Just amazing that people keep letting the Ford CEO get away with this fake $120k claim.

fooker

You could try to start a manufacturing business and see how it goes. It’s pretty dire.

Check out the ‘Smarter Everyday’ YouTube video for what it took to get people to design and manufacture a simple grill scrubber in the US.

They could find exactly one old retired guy with the knowledge and experience to make a mold, across several states.

MBCook

Can you provide a link debunking it?

1v1id

I'm no expert, but from a quick Google search that looks to be twice the median income for a mechanic. If they can't find workers at that income level, it seems to me that they are either filtering based on another criteria (more than just trade school, as the article suggests) or Ford must be such an awful place to work that nobody applies.

pbnjeh

Mechanics are a "cost center". Modern "Management" does not like paying for "cost centers".

The rest is atmospherics.

(The US has, in general, taken a similar attitude towards public education, while simultaneously making it responsible for "everything" regarding children's upbringing. Compounding the problem.)

drweevil

>Farley complained that "we don't have trade schools anymore," reports Avi Zilber in the New York Post.

Who, exactly, is this "we"? Capitalists talk up The Market, but are unwilling to pay market-driven wages and salaries, and expect others, usually the government, to foot the bill for training their skilled workers.

It would also help if Ford and other vehicle manufacturers put some thought into incorporating maintainability into their designs. Their newest offerings are a hot mess in this respect.

asciimov

Ford needs to step up, if it can’t find mechanics.

Pay is too low for entry level people, at maybe $14 an hour. That’s before the Snap-on Truck comes by and saddles that tech with $40k of debt.

Give entry level workers a living wage, and give them tools to use (and keep after investing 3 years in the business). Have an actual pipeline for certification and training and remove the gate keeping of many dealers that prevent good techs from becoming better mechanics. Do better at engineering vehicles so they are easier to work on.

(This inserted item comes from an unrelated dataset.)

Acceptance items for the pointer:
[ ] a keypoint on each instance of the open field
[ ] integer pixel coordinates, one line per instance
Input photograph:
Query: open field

As this CEO knows, doing the right thing is harder than complaining.

RegW

Is this some obscure hint that there will be well paid skilled jobs to replace those taken away by AI?

I'm sure I've previously heard it implied that all the grooms who lost their jobs to motor cars became mechanics and chauffeurs. Surely this would be just too poetic.

rawgabbit

I find this hard to believe. How did they screen applicants?

tclancy

As an old, I feel for the author. Her bio suggests she is or was sympathetic to the working class, but she done got old and moved to Silicon Valley so I wonder.

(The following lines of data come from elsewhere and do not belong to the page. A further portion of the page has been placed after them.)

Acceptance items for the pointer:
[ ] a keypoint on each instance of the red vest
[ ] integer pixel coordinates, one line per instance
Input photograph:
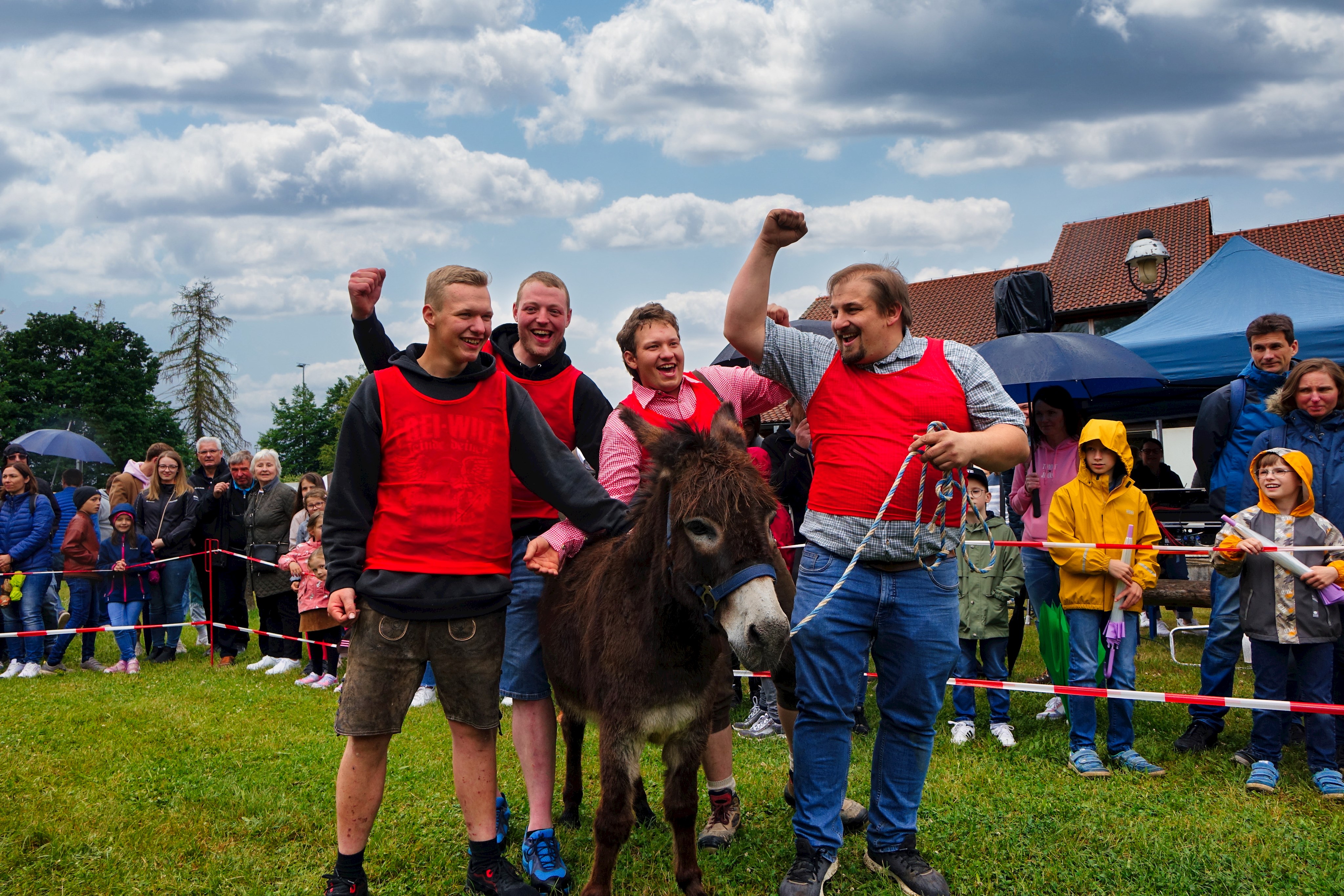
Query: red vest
(706, 406)
(556, 400)
(862, 429)
(443, 491)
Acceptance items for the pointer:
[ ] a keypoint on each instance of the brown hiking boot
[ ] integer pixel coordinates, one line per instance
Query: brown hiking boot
(725, 820)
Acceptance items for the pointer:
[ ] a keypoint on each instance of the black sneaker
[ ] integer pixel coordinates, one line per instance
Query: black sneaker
(338, 886)
(909, 870)
(809, 874)
(1198, 738)
(498, 879)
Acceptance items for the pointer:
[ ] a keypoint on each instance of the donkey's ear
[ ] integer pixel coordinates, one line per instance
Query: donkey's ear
(646, 433)
(725, 428)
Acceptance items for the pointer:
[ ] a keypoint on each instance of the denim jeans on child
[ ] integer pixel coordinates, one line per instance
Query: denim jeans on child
(1085, 628)
(991, 667)
(912, 618)
(166, 600)
(1222, 649)
(1315, 670)
(125, 615)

“The Ford CEO's grandfather was one of the company's early employees, hired to work on the Model T.”

Yeah, and one of my grandfathers was a cop and the other a foreman on a jewelry shop floor. Both of which have as much to do with my coding career as the square root of sweet Fanny Adams. My dad put himself through college by working in a garage. I will admit the math in the 50s or so was more rigorous than what I had in the 80s, but the idea anyone interested in working on cars can’t be taught from almost scratch seems like a strong take. Whether you paid attention in pre-algebra or not is going to have little to do with your ability to balance four tires as a system or clean a carb or set engine timing via a computer.

somanyphotons

$company can't find high skilled people willing to work for low wages

bgwalter

The first comment on the website says that $120K is a lie.

Then of course, why would you specialize in the F150 if they add new electronic BS every 2 years, the car will perhaps be obsolete in 7 years or all tariffs on BYD are lifted in 8 years.

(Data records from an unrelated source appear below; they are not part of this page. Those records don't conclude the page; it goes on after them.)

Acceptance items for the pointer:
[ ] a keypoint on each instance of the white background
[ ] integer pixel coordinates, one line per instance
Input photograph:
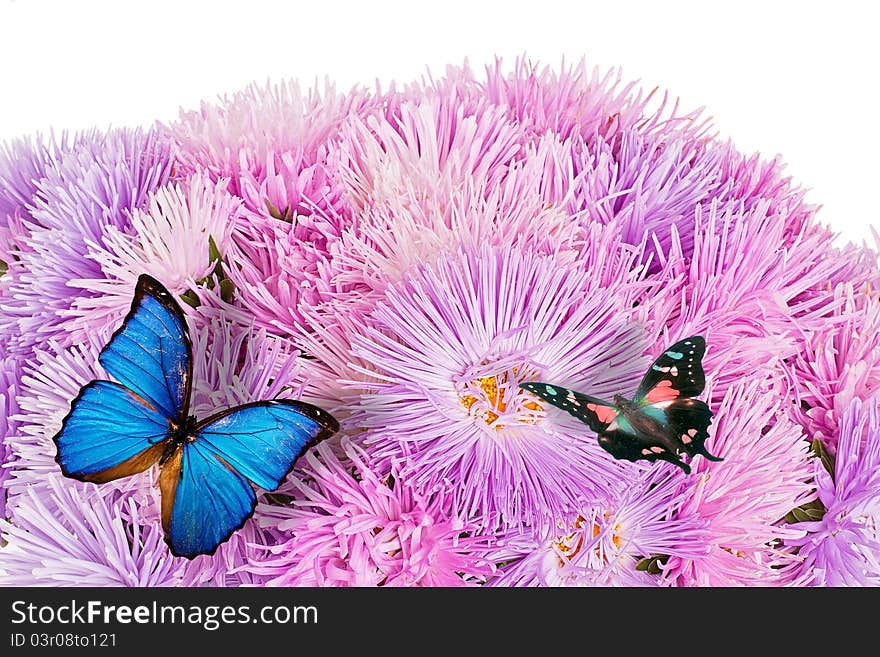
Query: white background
(798, 79)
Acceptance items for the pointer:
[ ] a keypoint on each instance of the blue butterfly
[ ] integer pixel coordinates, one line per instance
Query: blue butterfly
(208, 467)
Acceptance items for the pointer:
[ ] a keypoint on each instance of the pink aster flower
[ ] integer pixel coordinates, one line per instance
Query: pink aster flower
(349, 526)
(450, 346)
(766, 472)
(396, 234)
(843, 548)
(72, 534)
(232, 364)
(427, 149)
(613, 543)
(273, 144)
(839, 364)
(169, 239)
(96, 184)
(9, 380)
(649, 183)
(577, 101)
(745, 291)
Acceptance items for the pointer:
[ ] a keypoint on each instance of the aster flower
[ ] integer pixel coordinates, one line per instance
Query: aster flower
(838, 365)
(232, 364)
(612, 544)
(83, 538)
(743, 290)
(427, 148)
(95, 185)
(398, 233)
(576, 101)
(173, 238)
(741, 500)
(349, 526)
(53, 380)
(23, 162)
(843, 548)
(649, 183)
(451, 345)
(275, 146)
(9, 373)
(271, 142)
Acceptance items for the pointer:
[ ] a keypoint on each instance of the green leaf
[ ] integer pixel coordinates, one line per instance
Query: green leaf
(278, 498)
(810, 512)
(227, 290)
(191, 298)
(285, 215)
(213, 252)
(819, 450)
(652, 565)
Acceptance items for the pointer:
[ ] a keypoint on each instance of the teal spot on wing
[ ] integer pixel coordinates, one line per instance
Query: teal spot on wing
(656, 413)
(624, 425)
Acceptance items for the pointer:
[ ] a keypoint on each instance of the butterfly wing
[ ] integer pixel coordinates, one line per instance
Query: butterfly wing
(151, 352)
(206, 485)
(110, 432)
(689, 420)
(117, 429)
(677, 372)
(597, 414)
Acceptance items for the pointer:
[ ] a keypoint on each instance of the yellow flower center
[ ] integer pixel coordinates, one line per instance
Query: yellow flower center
(570, 545)
(498, 396)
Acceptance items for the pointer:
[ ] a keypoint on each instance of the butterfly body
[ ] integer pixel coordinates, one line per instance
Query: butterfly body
(207, 468)
(661, 422)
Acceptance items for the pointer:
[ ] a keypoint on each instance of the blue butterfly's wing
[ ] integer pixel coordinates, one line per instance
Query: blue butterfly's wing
(110, 432)
(151, 352)
(207, 492)
(204, 500)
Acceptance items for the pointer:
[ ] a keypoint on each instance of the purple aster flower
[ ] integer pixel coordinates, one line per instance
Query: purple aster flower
(398, 233)
(450, 346)
(232, 364)
(843, 548)
(9, 378)
(276, 146)
(349, 526)
(611, 544)
(72, 534)
(427, 148)
(89, 188)
(23, 163)
(170, 238)
(839, 364)
(273, 144)
(744, 291)
(649, 183)
(766, 472)
(577, 101)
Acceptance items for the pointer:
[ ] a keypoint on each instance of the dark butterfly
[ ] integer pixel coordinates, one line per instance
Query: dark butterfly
(207, 468)
(662, 421)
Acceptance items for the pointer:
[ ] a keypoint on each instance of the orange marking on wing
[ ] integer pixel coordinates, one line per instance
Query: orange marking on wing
(137, 463)
(169, 476)
(663, 391)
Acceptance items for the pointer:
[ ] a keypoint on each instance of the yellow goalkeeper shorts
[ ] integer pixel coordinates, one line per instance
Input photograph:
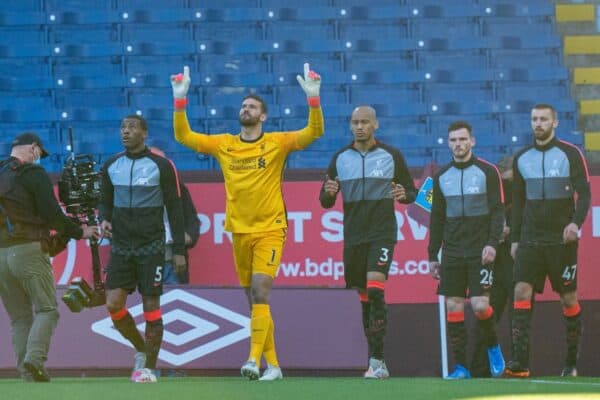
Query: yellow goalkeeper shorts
(257, 253)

Maybe keep cars general and don't make them proprietary, then people will learn general skills.

kayodelycaon

I saw the management my parents and grandparents had to deal with. I saw the hours they worked. I saw how little they were appreciated. I saw how companies screwed over people who had worked for decades.

They haven’t changed one bit.

They’re lying about how much they’re paying people. That’s a maximum you can earn working 70 hours per week, not the base.

I am completely unsurprised they can’t find anybody to work for them.